De-suckifying the java.net.URI API with Asymmetric Lenses

I find I’m using the java.net.URI class quite a bit these days. It has two good features: first, it follows the relevant RFCs to the letter; and second, it’s immutable.

The downside of this class is the API - it’s very, well, Java. Actually, it’s bad even by contemporary Java standards. Lets say we wanted to add an argument to the query string of an existing URI. Here’s how you might do it in Java (transliterated to Scala):

def addQueryArgJava(u: URI): URI = {
  val origQuery = if (u.getQuery eq null) "" else u.getQuery + '&'
  new URI(u.getScheme, u.getAuthority, u.getPath, origQuery + "foo=bar", u.getFragment)
}

Ugh, that’s going to get old fast. And of course, this primitive string appending probably won’t do what you want if the original URI already had a “foo” argument.

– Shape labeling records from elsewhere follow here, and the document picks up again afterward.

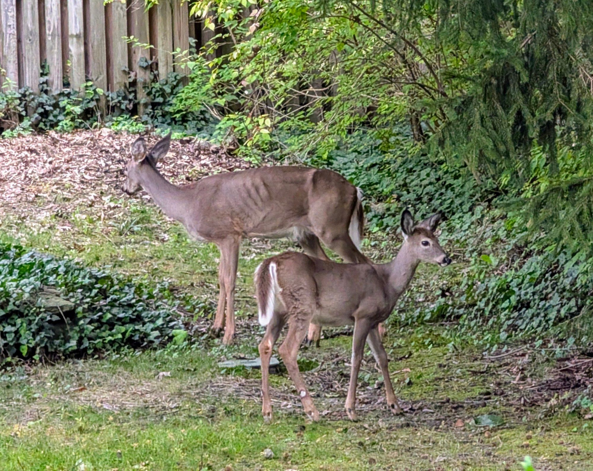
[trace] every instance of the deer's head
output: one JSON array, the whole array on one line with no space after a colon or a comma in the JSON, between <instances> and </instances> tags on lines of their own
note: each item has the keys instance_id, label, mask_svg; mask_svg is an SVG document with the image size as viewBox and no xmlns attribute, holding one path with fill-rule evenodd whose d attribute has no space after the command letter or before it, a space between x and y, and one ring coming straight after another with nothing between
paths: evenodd
<instances>
[{"instance_id":1,"label":"deer's head","mask_svg":"<svg viewBox=\"0 0 593 471\"><path fill-rule=\"evenodd\" d=\"M435 236L435 231L442 219L442 213L437 212L416 224L412 214L406 209L401 215L401 233L404 240L402 248L405 247L419 261L438 263L441 266L448 265L451 259Z\"/></svg>"},{"instance_id":2,"label":"deer's head","mask_svg":"<svg viewBox=\"0 0 593 471\"><path fill-rule=\"evenodd\" d=\"M144 166L153 168L160 158L164 157L171 145L171 133L159 141L148 150L144 138L138 138L132 145L132 158L126 167L126 182L122 189L128 195L133 195L142 187L141 169Z\"/></svg>"}]
</instances>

If we were to implement URI in Scala, we’d probably use a case class, in which case the compiler would give us a free copy method to help out with this kind of thing. But we can add a copy method to java.net.URI without too much trouble. Let’s do away with all the null and -1 unpleasantness while we’re at it:

import java.net.URI

implicit final class RichURI(val uri: URI) extends AnyVal {
  def scheme = Option(uri.getScheme)
  def userInfo = Option(uri.getUserInfo)
  def host = Option(uri.getHost)
  def port = if (uri.getPort < 0) None else Some(uri.getPort)
  def path = Option(uri.getPath)
  def query = Option(uri.getQuery)
  def fragment = Option(uri.getFragment)
  def copy(scheme: Option[String] = scheme,
           userInfo: Option[String] = userInfo,
           host: Option[String] = host,
           port: Option[Int] = port,
           path: Option[String] = path,
           query: Option[String] = query,
           fragment: Option[String] = fragment): URI = new URI(
    scheme.orNull,
    userInfo.orNull,
    host.orNull,
    port getOrElse -1,
    path.orNull,
    query.orNull,
    fragment.orNull
  )
}

assert(URI.create("http://www.google.com/").copy(scheme = Some("ftp")) == URI.create("ftp://www.google.com/"))

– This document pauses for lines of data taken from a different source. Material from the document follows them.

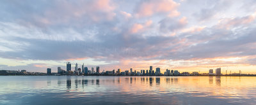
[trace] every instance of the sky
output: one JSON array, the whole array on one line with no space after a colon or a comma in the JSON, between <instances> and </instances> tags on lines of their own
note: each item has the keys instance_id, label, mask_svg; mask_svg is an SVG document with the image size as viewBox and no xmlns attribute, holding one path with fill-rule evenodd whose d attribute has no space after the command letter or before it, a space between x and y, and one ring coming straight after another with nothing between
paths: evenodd
<instances>
[{"instance_id":1,"label":"sky","mask_svg":"<svg viewBox=\"0 0 256 105\"><path fill-rule=\"evenodd\" d=\"M256 74L255 20L255 0L2 0L0 69Z\"/></svg>"}]
</instances>

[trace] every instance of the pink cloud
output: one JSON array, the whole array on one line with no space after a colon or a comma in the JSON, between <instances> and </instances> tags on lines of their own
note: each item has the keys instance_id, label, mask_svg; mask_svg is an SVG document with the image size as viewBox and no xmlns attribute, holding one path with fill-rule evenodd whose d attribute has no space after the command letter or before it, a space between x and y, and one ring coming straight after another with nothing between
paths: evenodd
<instances>
[{"instance_id":1,"label":"pink cloud","mask_svg":"<svg viewBox=\"0 0 256 105\"><path fill-rule=\"evenodd\" d=\"M130 29L130 32L132 34L137 33L144 31L147 28L150 27L152 24L152 20L148 20L143 24L134 24Z\"/></svg>"},{"instance_id":2,"label":"pink cloud","mask_svg":"<svg viewBox=\"0 0 256 105\"><path fill-rule=\"evenodd\" d=\"M147 17L157 13L168 13L173 16L179 15L177 7L179 4L172 0L149 1L142 3L139 6L136 16Z\"/></svg>"}]
</instances>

The code to add the query argument is now:

def addQueryArgCopy(u: URI): URI = {
  u.copy(query = Some((u.query map (_ + '&') getOrElse "") + "foo=bar" ))
}

Less boilerplate, but still not great. There’s many ways we’re could improve on this, but I’m going to focus on what I think is the best tool for this job: asymmetric lenses.

A Java programmer could intuitively think of an asymmetric lens as the functional programming version of a bean property, without the mutability nightmares. A Scala programmer could think of it as a scalable version of the copy method. An asymmetric lens is basically a means to work with fields within immutable records. I’m using the terms “field” and “record” in a very general sense, the “field” could be a particular key in a “record” that is dictionary map, for example. A lens reifies the mechanics of reading a writing a field into a composable value. As I will attempt to demonstrate, it is the composability of lenses that makes them so powerful.

In the post I’m just going to cover how lenses can help us with a particular example problem. For more details on what they are and how they work, I highly recommend this paper by Tony Morris. It uses Scala and is very easy to follow. All the code from this post, as well as the lens implementation it uses can be found in this gist.

Defining a lens is pretty straight-forward: you provide a function to read the relevant field, and a function to set the field. As we’re talking about immutable records, “setting” a field means returning a new record which has the new value for the field. Unfortunately, this step tends to require a lot of boilerplate in plain Scala. But as we’ll see, you at least only need to do the boilerplate once. There has been some work done to automate much of the boilerplate via compiler plugins or macros, but I haven’t tried these out yet.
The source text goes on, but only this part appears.